Arthur Balfour, 1st Earl of Balfour, KG, OM, PC, lived from 25 July 1848 to 19 March 1930. He was a politician who became Prime Minister and later, as Foreign Secretary, is remembered for the declaration which led to the establishment of a Jewish homeland in Palestine. The wider picture in Scotland at the time is set out in our Historical Timeline.
Arthur Balfour was born at Whittingehame in East Lothian, a small settlement south of East Linton and east of Haddington. He was the oldest son of James Balfour, a Scottish MP, and Lady Blanche Gascoyne-Cecil, a sister of Robert Cecil, 3rd Marquess of Salisbury, who served as Prime Minister for three periods between 1885 and 1892. To say he had politics in his genes would be an understatement.
Balfour was educated at Eton and at Trinity College, Cambridge. He graduated in 1869. Balfour was elected Conservative Member of Parliament for Hertford in 1874. In 1875 his cousin, May Lyttleton, died of typhus. The two had intended to marry and Balfour never entirely got over her loss. He never married, despite a close friendship in later life with Mary Wemyss, who later became Countess of Elcho.
In 1878 Balfour became Private Secretary to his uncle, Lord Salisbury, who was Foreign Secretary at the time. From 1885, Balfour was given a series of Ministerial posts by his uncle during the latter's spells as Prime Minister, becoming First Lord of the Treasury in 1891 and Leader of the House of Commons in 1895. He also stood in as Foreign Secretary while his uncle was abroad.

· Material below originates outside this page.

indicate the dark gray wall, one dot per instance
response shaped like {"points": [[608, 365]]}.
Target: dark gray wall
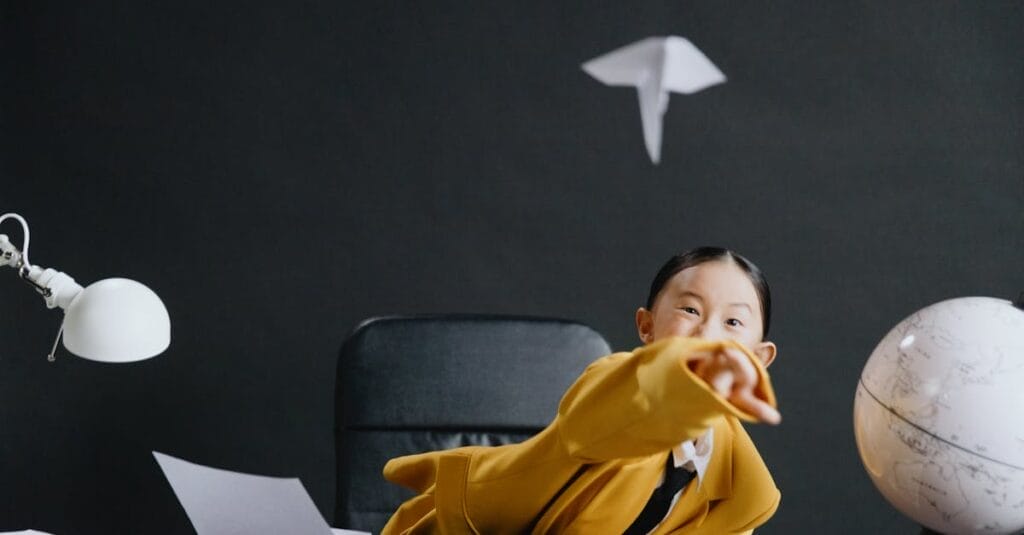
{"points": [[279, 171]]}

Balfour succeeded his uncle as Prime Minister on 11 July 1902, serving until 5 December 1905 when he resigned over the issue of free trade versus tariffs. He remained Leader of the Conservative Party until 1911. In December 1916, Arthur Balfour was appointed Foreign Secretary in Lloyd George's wartime government. On 2 November 1917, he wrote a letter to Lord Rothschild, a leading member of the British Jewish community, in which he said "His Majesty's Government view with favour the establishment in Palestine of a national home for the Jewish people, and will use their best endeavours to facilitate the achievement of this object, it being clearly understood that nothing shall be done which may prejudice the civil and religious rights of existing non-Jewish communities in Palestine, or the rights and political status enjoyed by Jews in any other country". This became known as the Balfour Declaration and above all else serves as Balfour's footnote in history. In a similar but less well known letter dated 11 November 1918 he had an enduring impact on a different corner of the globe when he confirmed that the United Kingdom acknowledged the statehood of Latvia.
Balfour left Government in 1922. He died at his brother's home near Woking in 1930, before being buried at Whittingehame Church alongside other members of the Balfour family.